Sorry-I'm. Having machine trouble again
Fingers too fat----eyes too weak to use a phone for troubleshootig
Formatting might work or it might not
Your drive seems to be in sad shape
Testdisk is probably your best hope
Another member had success when they ran it offline
You could put it on an install usb windows install that is and launch a. Cmd prompt -
Or visit jumanji tutorial----one last note, OP ran 6.14
Jumanji knows testdisk - send him a PM, he is a very nice man
I won't have a machine until next week--IF the repalcment parts solve the problem
@injmalk: I cobbled together a machine, so I can at least read and post stuff.

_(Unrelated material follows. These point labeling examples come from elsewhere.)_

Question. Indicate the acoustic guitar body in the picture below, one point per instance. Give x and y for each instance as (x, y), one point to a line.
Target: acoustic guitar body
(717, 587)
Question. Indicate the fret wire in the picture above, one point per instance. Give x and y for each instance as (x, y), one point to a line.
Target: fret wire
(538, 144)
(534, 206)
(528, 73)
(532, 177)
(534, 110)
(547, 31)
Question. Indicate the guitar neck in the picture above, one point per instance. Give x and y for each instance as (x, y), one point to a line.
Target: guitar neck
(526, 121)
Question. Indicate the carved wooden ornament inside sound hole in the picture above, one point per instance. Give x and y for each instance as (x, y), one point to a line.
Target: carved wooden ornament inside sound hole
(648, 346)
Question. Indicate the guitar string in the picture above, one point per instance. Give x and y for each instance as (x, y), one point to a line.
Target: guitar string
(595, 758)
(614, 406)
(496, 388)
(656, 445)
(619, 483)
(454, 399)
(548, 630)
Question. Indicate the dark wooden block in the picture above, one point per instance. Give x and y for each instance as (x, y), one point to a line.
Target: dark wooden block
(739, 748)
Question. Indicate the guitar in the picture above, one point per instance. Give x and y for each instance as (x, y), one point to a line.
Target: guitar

What's the status of the issue you're trying to resolve?
A few posts that might help:
Kado897 posted this as a possible solution in jumanji's guide
jumanji referenced a link:
How To Fix: External Disk Drive Suddenly Became RAW
There is certainly a lot to learn about disk recovery and every situation is just a litttttle bit different.There are some set steps for common recovery, the easiest is to physically be at the PC. I used to know this stuff inside out.
Read up - follow some of the examples on the Testdisk site. I don't know if Kado's solution saves the data - it might only make the drive usable again. It's a crap shoot - the one piece of data that is mission critical might get overwritten.... but you might be able to recover other data using Recuva or other software.
- TestDisk Step By Step
- Running the TestDisk Program
- Undelete files from NTFS
- Data Recovery Examples
- TestDisk Livecd
The "solution" for the OP was to run Testdisk offiline - the OP never qualified what boot was used, but any bootable USB with Testdisk on it should do the same thing. Note that the LiveCD references on the Testdisk site point to utility disks with older versions - also note that OP used the beta 6.14 version of Testdisk (meaning you might have to roll your own bootable with the beat Testdisk on it.)
There's a bootable USB tutorial in the SF tutorial section that might work.... you would have to add Testdisk to the USB, boot from it and run Testdisk.